Most of this work has been based on women selected for high-risk features, such as personal or family history of breast cancer, who underwent gene panel testing for cancer susceptibility at commercial laboratories6,7,8. Far fewer data are available to make inference about breast cancer risk for women unselected for family history, which is important to consider for population screening of affected and unaffected women. The value of population-based case-control studies and gene panel testing have recently been illustrated by Hu et al.9 who reported the outcome of a US-based study (CARRIERS consortium), involving over 32,000 affected and 32,000 unaffected women and Dorling et al.10 who reported the outcome of an international study (BRIDGES) involving 60,000 women affected and over 53,000 women unaffected by breast cancer. These studies provided improved estimates of the prevalence and the magnitude of breast cancer risk associated with pathogenic variants in known breast cancer predisposition genes to guide genetic counselling.

Several studies have only included women affected by breast cancer (case only) and have reported variant prevalence1,2,3,4. Kurian et al.11 linked cancer registries from Georgia and California (USA) to the gene panel testing outcomes from four key clinical testing laboratories. Their study linked 24.1% of the 77,085 women with breast cancer to genetic testing results and reported that panel testing increased the frequency of actionable genetic findings by 1.5%. Several large studies have reported estimates of breast cancer risk associated with carrying a rare germline variant in a gene included in these gene panel tests7,8,9,10,12,13,14,15,16.

Here, we report the prevalence and breast cancer risk estimates associated with pathogenic rare variants identified in breast cancer predisposition gene panel tests, conducted in an Australian population-based case-control study of breast cancer (with an emphasis on early age at disease onset), involving both (i) age-matched population-based controls and (ii) a healthy older group of Australian women as controls.

Results

Study subjects

Table 1 and Fig. 1 give descriptive statistics for the study subjects. Regarding the six potential confounders that we used as adjustment variables in our main analyses, the ABCFS cases and controls were very similar to each other, and both were similar to the ASPREE controls except that the ASPREE controls were older, as expected due to study design differences.

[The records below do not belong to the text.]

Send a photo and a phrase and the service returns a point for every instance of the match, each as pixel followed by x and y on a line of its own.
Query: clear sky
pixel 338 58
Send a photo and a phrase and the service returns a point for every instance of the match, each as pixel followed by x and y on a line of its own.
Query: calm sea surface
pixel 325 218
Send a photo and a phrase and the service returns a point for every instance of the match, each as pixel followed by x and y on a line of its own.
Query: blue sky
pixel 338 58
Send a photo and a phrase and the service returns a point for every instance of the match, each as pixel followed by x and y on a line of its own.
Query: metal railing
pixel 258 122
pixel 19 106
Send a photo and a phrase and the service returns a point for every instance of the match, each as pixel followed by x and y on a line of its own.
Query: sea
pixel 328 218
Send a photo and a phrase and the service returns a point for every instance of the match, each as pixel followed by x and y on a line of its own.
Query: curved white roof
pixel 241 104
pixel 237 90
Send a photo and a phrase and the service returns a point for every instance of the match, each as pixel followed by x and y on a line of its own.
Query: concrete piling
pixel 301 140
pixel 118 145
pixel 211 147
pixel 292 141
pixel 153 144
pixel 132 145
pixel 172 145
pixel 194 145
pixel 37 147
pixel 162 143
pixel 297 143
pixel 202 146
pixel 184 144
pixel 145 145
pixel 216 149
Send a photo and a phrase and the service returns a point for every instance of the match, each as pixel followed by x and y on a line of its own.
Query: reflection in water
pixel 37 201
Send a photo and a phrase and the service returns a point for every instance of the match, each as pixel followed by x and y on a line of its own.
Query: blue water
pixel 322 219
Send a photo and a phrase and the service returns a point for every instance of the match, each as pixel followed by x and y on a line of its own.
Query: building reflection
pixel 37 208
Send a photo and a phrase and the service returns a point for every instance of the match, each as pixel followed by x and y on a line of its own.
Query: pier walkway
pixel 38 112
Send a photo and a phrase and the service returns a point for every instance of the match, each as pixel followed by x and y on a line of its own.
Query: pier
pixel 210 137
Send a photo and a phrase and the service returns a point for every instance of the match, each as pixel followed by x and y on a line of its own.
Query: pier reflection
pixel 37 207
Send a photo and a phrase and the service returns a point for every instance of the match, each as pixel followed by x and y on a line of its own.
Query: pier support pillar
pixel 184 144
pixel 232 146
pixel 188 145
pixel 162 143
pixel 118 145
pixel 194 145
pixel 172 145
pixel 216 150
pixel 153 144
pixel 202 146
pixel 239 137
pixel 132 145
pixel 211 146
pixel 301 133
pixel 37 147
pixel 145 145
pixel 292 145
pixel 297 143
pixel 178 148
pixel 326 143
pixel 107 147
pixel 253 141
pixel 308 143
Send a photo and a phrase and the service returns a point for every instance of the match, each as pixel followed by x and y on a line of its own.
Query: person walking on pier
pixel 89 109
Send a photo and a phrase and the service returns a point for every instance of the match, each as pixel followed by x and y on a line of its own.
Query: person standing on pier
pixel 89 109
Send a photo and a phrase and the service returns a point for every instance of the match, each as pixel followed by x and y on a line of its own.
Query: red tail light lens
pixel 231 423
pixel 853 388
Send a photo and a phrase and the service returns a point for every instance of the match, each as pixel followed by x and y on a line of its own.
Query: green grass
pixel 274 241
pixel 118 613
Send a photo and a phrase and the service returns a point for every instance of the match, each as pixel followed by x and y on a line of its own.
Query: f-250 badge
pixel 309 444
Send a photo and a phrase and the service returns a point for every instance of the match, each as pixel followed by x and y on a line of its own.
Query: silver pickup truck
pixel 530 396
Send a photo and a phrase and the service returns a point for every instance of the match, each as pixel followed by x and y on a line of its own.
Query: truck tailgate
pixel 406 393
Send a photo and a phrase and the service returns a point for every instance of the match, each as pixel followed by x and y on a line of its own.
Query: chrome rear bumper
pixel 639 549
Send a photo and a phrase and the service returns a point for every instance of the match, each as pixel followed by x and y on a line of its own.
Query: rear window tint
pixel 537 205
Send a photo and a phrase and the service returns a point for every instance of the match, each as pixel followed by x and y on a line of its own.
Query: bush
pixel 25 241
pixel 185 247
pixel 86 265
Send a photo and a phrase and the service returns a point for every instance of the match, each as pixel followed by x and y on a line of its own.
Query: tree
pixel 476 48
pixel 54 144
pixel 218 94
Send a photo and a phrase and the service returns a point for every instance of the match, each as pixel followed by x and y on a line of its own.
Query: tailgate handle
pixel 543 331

Table 1 Descriptive statistics for the subjects participating in the ASPirin in Reducing Events in the Elderly (ASPREE) study and the Australian Breast Cancer Family Study (ABCFS) included in this study, by breast cancer affected status.
Fig. 1: Box-and-whisker plots of potential confounders.
figure 1

Boxplots of potential confounders, used as adjustment variables in the analyses, for controls from the ASPirin in Reducing Events in the Elderly (ASPREE; in green) study, and for cases and controls from the Australian Breast Cancer Family Study (ABCFS; in purple and blue). Panels are for age (years), height (m), body mass index (kg/m2), number of children, education (years) and alcohol consumption (drinks per week), as indicated. For each boxplot, the horizontal lines are at the potential confounder’s median (bold line), 25th and 75th percentiles (horizontal bounds of the box) and most extreme data points within a distance, from the box, of 1.5 times the interquartile range (shorter horizontal lines).

Gene panel testing

There were 162 (11%) ABCFS cases with a pathogenic variant, compared with 32 (4%) of the ABCFS controls and 145 (2%) of the ASPREE controls (Table 2). Further details of pathogenic variants detected are provided in Supplementary Tables 13 for the ABCFS cases, ABCFS controls and ASPREE participants, respectively. The number of carriers of pathogenic variants in genes other than BRCA1 or BRCA2 in the ABCFS cases, ABCFS controls and ASPREE controls were 73 (5%), 22 (3%) and 128 (2%) respectively.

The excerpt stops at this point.